A liberalidade econômica prometida pelo presidente e chancelada pelo ministro da Economia, Paulo Guedes, não se realizou. O governo tenta se salvar com uma Reforma Tributária que atraia investimentos do exterior, mas não há otimismo que ela seja aprovada em ano eleitoral. A respeito da Reforma Administrativa, líderes do governo dizem que esse assunto deverá ficar para 2023. O controle de preço dos combustíveis é outro tema difícil. Primeiro porque mexerá com os impostos estaduais (ICMS) e os governadores mobilizarão suas bases contra o projeto. A redução dos impostos do gás de cozinha e do diesel serão as prioridades. Ainda dentro da pauta econômica, a privatização dos Correios está travada no Senado. Com objetivo de aumentar a arrecadação de impostos, mas com uma resistência dos evangélicos, estará em debate a liberação dos cassinos e dos bingos. O senador Flávio Bolsonaro, inclusive, viajou para Las Vegas, EUA, para saber mais sobre o setor.

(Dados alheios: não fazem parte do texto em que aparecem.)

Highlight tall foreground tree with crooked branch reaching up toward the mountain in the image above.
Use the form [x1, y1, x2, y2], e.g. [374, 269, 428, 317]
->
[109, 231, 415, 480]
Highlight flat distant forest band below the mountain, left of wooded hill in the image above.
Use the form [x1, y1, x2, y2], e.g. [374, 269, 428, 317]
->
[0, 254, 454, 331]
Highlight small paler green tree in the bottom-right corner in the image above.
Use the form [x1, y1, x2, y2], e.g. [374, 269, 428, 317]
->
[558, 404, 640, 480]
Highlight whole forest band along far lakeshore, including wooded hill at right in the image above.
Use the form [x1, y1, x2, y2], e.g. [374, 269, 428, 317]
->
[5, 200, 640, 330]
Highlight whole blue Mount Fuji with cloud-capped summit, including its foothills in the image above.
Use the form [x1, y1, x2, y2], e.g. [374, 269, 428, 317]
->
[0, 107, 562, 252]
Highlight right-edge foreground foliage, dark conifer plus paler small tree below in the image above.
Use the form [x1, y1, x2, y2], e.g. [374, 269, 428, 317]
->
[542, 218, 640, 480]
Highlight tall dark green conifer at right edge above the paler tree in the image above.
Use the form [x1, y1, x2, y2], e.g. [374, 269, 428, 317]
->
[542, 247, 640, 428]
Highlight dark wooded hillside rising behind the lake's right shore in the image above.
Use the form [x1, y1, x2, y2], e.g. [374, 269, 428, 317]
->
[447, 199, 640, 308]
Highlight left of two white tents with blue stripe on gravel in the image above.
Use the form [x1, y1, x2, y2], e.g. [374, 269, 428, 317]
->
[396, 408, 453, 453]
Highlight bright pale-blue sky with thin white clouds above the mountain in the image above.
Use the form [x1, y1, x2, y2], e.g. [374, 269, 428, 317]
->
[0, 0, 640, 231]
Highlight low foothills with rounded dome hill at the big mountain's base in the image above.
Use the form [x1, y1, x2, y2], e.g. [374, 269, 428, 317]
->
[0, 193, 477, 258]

A pauta de costumes perdeu muita força, principalmente depois que Bolsonaro se aliou ao Centrão. Mas segue no horizonte dos bolsonaristas. Ele quer voltar à discussão da redução da maioridade penal de 18 para 16 anos. Também insiste no aumento do número de armas de fogo para colecionadores e caçadores de 6 para 16. É provável que inclua outros temas no decorrer do ano, mas será apenas cortina de fumaça. Dificuldades é o que o mandatário deverá colher no Congresso, segundo o cientista político Rubens Figueiredo. Ele diz que o presidente não conseguiu montar uma base sólida no parlamento e costuma “abraçar causas muito polêmicas e inadequadas para um ano eleitoral”. Figueiredo ainda avalia que deputados e senadores estão muito expostos às críticas e só aparecem de forma positiva quando existem grandes reações ao governo federal, como no “caso de impeachment de presidente da República”. O tipo de oportunidade que esse legislativo perdeu e não foi por falta de motivos.